Delaware and New Jersey Advance Bills to Ban Crypto ATMs in US
Delaware and New Jersey are moving forward with legislation aimed at completely banning cryptocurrency ATMs, driven by rising fraud concerns and the need for consumer protection. These states could become the fourth and fifth in the U.S. to enact such prohibitions, following Indiana, Tennessee, and Minnesota.
The U.S. states of Delaware and New Jersey have taken significant steps towards approving legislation that would comprehensively ban the installation and operation of cryptocurrency ATMs. These moves are driven by concerns over a surge in fraud cases, particularly targeting elderly individuals, and underscore a broader regulatory trend across the nation aimed at enhancing consumer protection.

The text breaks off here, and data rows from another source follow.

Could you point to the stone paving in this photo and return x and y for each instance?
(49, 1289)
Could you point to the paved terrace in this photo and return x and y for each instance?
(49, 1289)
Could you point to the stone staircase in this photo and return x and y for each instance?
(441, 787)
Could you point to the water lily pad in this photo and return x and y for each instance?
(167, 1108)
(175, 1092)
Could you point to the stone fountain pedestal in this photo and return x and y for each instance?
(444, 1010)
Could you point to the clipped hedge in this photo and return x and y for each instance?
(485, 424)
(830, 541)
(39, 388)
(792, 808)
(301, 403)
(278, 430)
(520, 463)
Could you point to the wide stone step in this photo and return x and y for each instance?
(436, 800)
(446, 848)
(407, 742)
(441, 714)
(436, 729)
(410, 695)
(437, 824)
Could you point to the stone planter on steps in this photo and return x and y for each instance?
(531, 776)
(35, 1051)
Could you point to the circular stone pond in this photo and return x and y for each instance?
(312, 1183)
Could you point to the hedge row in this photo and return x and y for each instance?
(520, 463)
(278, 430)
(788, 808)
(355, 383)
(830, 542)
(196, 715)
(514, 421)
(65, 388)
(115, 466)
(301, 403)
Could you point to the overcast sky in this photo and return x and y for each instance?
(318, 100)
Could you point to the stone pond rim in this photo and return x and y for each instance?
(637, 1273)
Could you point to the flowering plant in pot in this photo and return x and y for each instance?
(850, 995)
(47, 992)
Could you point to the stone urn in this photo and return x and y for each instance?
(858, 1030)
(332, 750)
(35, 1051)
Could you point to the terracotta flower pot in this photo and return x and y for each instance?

In Delaware, the House Economic Committee advanced House Bill 441 (HB 441) to the full chamber. This bill would prohibit the ownership, installation, or operation of cryptocurrency kiosks within the state. It also seeks to ban fiat-to-crypto sales that mimic ATM functionality and mandates the removal of existing machines within 90 days of the law's enactment. Violations could incur penalties of up to $10,000. Representative Cyndie Romer, a sponsor of the bill, characterized crypto ATMs as a “predatory cash grab,” citing their significantly higher transaction fees—which can reach upwards of 20% compared to 0.4%-1% on online exchanges—and their prevalent use in scams.
Neighboring New Jersey's Senate Commerce Committee unanimously voted to send its bill, Senate Bill 2141 (S2141), to the full Senate floor. This legislation would prohibit the ownership, control, installation, management, or sale of crypto ATMs. Penalties for violations would be up to $10,000 for a first offense and up to $20,000 for subsequent offenses. Senator Paul Moriarty, a primary sponsor of the bill, stated his belief that there is “no legitimate purpose” for these machines and that operators profit from the suffering of victims.
Data from the Federal Bureau of Investigation (FBI) highlights the scale of fraud associated with crypto ATMs. The FBI’s Internet Crime Complaint Center (IC3) reported nearly 13,500 complaints related to crypto ATMs in 2025, resulting in over $388 million in losses. These figures represent a 23% increase in complaints and a 58% rise in losses compared to 2024. More than half of these losses were attributed to individuals aged over 50, emphasizing significant protection gaps for older investors.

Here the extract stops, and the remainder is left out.